Slice chunking in Go
Asked Answered
F

10

45

I have a slice with ~2.1 million log strings in it, and I would like to create a slice of slices with the strings being as evenly distributed as possible.

Here is what I have so far:

// logs is a slice with ~2.1 million strings in it.
var divided = make([][]string, 0)
NumCPU := runtime.NumCPU()
ChunkSize := len(logs) / NumCPU
for i := 0; i < NumCPU; i++ {
    temp := make([]string, 0)
    idx := i * ChunkSize
    end := i * ChunkSize + ChunkSize
    for x := range logs[idx:end] {
        temp = append(temp, logs[x])
    }
    if i == NumCPU {
        for x := range logs[idx:] {
            temp = append(temp, logs[x])
        }
    }
    divided = append(divided, temp)
}

The idx := i * ChunkSize will give me the current "chunk start" for the logs index, and end := i * ChunkSize + ChunkSize will give me the "chunk end", or the end of the range of that chunk. I couldn't find any documentation or examples on how to chunk/split a slice or iterate over a limited range in Go, so this is what I came up with. However, it only copies the first chunk multiple times, so it doesn't work.
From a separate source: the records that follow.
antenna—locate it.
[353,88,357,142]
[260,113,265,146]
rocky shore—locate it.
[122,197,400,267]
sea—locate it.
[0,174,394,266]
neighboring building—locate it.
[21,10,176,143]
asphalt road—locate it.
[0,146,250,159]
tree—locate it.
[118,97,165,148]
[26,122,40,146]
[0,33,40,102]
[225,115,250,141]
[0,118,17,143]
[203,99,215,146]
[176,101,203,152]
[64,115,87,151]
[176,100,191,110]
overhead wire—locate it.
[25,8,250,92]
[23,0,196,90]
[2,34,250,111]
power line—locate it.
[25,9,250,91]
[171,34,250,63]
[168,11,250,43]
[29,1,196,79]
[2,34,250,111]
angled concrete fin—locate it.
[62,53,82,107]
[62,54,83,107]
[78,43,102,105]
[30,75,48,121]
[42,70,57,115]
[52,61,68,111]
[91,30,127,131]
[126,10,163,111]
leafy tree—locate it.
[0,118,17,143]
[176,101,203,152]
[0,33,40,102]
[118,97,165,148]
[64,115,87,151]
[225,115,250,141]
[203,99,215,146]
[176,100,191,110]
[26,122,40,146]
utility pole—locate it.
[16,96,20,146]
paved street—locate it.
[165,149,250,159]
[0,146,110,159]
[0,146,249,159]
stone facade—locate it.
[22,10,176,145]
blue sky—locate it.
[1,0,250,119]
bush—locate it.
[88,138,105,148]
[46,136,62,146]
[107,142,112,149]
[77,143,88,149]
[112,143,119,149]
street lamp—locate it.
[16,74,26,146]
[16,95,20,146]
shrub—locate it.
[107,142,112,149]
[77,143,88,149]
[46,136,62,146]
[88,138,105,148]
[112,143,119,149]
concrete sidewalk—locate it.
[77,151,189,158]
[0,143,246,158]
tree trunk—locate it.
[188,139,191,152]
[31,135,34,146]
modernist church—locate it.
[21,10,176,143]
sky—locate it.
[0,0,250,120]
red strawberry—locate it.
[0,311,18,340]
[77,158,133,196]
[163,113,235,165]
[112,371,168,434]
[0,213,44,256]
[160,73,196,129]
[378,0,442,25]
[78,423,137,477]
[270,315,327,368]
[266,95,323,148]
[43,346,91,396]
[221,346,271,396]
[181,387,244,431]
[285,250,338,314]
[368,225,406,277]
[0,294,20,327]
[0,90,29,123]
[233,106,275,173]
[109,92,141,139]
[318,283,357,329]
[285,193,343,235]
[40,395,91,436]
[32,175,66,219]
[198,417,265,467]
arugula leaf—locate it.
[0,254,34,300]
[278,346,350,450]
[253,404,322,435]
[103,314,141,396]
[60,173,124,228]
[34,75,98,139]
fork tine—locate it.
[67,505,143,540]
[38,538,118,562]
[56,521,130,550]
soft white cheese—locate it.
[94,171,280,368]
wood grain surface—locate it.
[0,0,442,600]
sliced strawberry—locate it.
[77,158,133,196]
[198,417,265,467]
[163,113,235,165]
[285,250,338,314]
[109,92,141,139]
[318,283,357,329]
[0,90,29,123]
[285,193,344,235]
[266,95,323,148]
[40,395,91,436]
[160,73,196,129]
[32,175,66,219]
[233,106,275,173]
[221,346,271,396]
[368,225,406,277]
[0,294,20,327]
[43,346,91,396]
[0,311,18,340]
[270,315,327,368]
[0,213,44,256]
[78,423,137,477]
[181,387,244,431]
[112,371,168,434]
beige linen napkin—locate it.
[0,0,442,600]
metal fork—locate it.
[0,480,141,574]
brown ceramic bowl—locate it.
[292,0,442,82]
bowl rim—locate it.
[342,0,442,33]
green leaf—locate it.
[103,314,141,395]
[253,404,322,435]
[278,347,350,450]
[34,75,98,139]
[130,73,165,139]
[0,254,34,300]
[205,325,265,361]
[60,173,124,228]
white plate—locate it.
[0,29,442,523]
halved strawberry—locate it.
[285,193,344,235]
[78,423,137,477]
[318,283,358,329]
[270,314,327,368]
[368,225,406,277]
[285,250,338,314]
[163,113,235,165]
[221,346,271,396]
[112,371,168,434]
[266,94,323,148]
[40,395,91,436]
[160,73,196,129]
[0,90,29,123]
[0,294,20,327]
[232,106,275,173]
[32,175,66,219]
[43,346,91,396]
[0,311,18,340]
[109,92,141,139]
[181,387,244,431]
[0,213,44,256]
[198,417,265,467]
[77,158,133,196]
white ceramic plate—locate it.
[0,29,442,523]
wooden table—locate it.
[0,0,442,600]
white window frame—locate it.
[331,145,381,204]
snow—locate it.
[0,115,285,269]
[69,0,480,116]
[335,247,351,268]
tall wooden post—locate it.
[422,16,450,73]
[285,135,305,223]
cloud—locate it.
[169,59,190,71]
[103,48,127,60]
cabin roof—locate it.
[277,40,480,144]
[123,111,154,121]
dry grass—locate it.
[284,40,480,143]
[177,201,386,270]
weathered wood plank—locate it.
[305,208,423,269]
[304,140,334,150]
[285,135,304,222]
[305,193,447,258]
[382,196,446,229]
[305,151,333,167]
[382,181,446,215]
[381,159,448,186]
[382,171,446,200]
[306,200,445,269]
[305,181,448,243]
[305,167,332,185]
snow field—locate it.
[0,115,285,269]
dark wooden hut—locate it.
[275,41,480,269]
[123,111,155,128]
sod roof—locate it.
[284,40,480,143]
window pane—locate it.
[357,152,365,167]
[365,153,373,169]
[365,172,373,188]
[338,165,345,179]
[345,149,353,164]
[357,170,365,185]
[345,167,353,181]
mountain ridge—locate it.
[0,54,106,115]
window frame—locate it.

How do I (as evenly as possible) chunk an slice in Go?

Faultfinder answered 3/2, 2016 at 14:23 Comment(0)
B
107

You don't need to make new slices, just append slices of logs to the divided slice.

http://play.golang.org/p/vyihJZlDVy

var divided [][]string

chunkSize := (len(logs) + numCPU - 1) / numCPU

for i := 0; i < len(logs); i += chunkSize {
    end := i + chunkSize

    if end > len(logs) {
        end = len(logs)
    }

    divided = append(divided, logs[i:end])
}

fmt.Printf("%#v\n", divided)
Bamberger answered 3/2, 2016 at 14:38 Comment(1)
If anyone's wondering what (len(logs) + numCPU - 1) / numCPU is, it's simply the ceil of len(logs)/numCPUDextrorse
F
20

Using generics (Go version >=1.18):

func chunkBy[T any](items []T, chunkSize int) (chunks [][]T) {
    for chunkSize < len(items) {
        items, chunks = items[chunkSize:], append(chunks, items[0:chunkSize:chunkSize])
    }
    return append(chunks, items)
}

Playground URL

Or if you want to manually set the capacity:

func chunkBy[T any](items []T, chunkSize int) [][]T {
    var _chunks = make([][]T, 0, (len(items)/chunkSize)+1)
    for chunkSize < len(items) {
        items, _chunks = items[chunkSize:], append(_chunks, items[0:chunkSize:chunkSize])
    }
    return append(_chunks, items)
}

Playground URL

Flivver answered 27/5, 2022 at 16:32 Comment(1)
Best one! But return value could be improved for e.g. items := var s []int. I can update, shall I?Dragonfly
J
7

Per Slice Tricks

Batching with minimal allocation

Useful if you want to do batch processing on large slices.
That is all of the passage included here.